A new study shows many midwives receive little or no training on how to communicate to expectant parents; about the importance of maternal and childhood vaccine; in spite of being the most trust source of information on vaccines in the Australian public antenatal system.The research led by the Murdoch Children’s Research Institute found that while midwives support vaccination; some had varying views on whether it was central to their role.

Lead author Dr. Jessica Kaufman said the study found communication practices of midwives focus; primarily on the immunization schedule rather than persuasion, although some shared personal views and actively encouraged vaccination. But Dr. Kaufman said all requested more vaccine education and communication training, to address concerns, as well as more practical resources.

Vaccine Information

“Midwives are expect to provide vaccine information and to recommend maternal pertussis, influenza, and infant hepatitis B vaccinations,” she said. “They are not professionally require to discuss later childhood vaccines; but parents indicate that they would like more information about these vaccines during the antenatal period.

“There is a clear need for communication tools to support midwives to address parents’ questions and concerns.
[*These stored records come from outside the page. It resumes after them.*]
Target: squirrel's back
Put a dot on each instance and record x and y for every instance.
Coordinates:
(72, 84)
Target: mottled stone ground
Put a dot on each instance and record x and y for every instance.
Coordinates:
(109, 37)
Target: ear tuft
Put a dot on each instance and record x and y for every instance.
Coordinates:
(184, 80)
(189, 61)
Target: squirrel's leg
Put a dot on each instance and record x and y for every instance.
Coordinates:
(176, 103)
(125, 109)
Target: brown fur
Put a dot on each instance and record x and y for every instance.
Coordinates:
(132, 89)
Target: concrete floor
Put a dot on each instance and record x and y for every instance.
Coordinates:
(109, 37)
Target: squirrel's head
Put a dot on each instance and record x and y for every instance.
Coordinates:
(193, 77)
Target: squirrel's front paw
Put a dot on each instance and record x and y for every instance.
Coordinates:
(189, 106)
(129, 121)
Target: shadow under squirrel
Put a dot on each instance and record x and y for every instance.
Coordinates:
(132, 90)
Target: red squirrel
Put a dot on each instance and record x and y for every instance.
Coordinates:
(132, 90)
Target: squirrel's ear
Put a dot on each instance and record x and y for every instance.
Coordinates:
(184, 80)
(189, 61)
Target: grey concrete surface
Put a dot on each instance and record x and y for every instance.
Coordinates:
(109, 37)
We know that having conversations with parents who are hesitant about vaccines can be very hard.” Dr. Kaufman said until this study little was known about, how midwives communicate about maternal vaccination and childhood vaccines in Australia; and what training and resources they would like to have to support these conversations.

“In Australian public antenatal settings, midwives provide a substantial proportion of care and are; the most highly access and trust sources of vaccine information for expectant parents,” she said.  “However, there are no evidence-based interventions for midwives, to optimize discussions and promote acceptance of maternal and childhood vaccines.”
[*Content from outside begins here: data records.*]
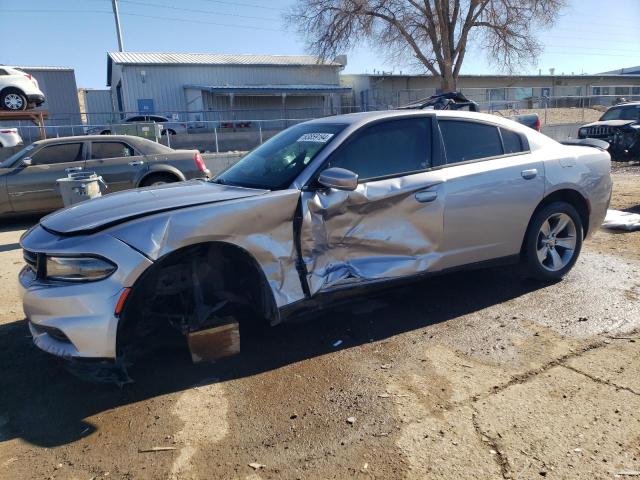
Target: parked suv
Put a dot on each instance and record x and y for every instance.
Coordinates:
(620, 127)
(18, 89)
(169, 126)
(326, 207)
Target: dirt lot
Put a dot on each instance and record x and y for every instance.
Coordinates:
(476, 375)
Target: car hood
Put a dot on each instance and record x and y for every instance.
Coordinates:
(610, 123)
(103, 212)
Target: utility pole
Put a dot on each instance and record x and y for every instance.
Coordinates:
(116, 14)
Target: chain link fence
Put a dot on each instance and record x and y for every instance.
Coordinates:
(241, 130)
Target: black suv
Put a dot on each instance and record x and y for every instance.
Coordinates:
(620, 127)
“Most midwives in the study said they receive little or no training to effectively communicate about; vaccines during their degree programs, especially with regard to childhood vaccines. ” Dr. Kaufman said some midwives felt they lack information, to provide or did not feel confident discussing vaccines in more depth. She said several thought print fact sheets and online resources, such as an educational website or an app for parents with vaccine safety and effectiveness facts would be helpful.
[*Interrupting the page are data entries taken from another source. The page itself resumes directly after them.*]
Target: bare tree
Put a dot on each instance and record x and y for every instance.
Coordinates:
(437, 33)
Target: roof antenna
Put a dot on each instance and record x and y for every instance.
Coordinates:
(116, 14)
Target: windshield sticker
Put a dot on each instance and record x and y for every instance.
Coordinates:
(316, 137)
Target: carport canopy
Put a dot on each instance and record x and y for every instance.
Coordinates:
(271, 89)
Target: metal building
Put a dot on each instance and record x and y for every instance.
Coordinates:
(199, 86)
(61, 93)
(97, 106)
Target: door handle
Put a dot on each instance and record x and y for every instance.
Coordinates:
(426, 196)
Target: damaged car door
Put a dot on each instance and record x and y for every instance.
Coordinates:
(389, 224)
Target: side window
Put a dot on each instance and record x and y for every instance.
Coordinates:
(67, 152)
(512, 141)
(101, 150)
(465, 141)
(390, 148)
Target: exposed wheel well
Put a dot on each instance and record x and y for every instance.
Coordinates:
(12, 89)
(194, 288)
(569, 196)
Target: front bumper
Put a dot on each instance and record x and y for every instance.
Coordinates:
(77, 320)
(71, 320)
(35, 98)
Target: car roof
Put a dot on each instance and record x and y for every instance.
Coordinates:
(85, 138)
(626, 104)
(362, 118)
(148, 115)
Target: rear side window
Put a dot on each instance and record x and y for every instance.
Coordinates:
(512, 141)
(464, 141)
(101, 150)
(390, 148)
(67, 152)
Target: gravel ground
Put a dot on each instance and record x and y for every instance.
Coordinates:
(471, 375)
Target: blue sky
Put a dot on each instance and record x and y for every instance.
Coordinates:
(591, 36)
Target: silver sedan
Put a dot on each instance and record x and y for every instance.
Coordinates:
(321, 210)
Increasing and sustaining high coverage rates

The study involve interviews with 12 midwives (seven from the Royal Women’s Hospital and five from the King Edward Memorial Hospital in Perth) on their attitudes and values, regarding maternal and childhood vaccination, their perceive role in vaccine advocacy and delivery; and the barriers and enablers to implementing a communication strategy.

Dr. Kaufman said in the study some midwives viewed vaccination as a key feature of their role; while others saw it as a minor or routine element. “All the interview midwives support vaccination but some prefer to defer to other providers to discuss vaccines because; they sought to maintain the trust and rapport they see as unique between midwives and pregnant women” she said. “But some express reservations about pushing vaccination too strongly or sharing personal views.”

“Increasing and sustaining high coverage rates are critical especially as new maternal vaccines for respiratory syncytial virus and group B strep are introduce in coming years. With up to four vaccines available in pregnancy, these decisions and discussions will become even more complex and challenging,” she said.

“This model includes parent and provider reminders, training to improve provider communication and encourage vaccine recommendation, and parent information resources addressing vaccine benefits and disease severity,” she said.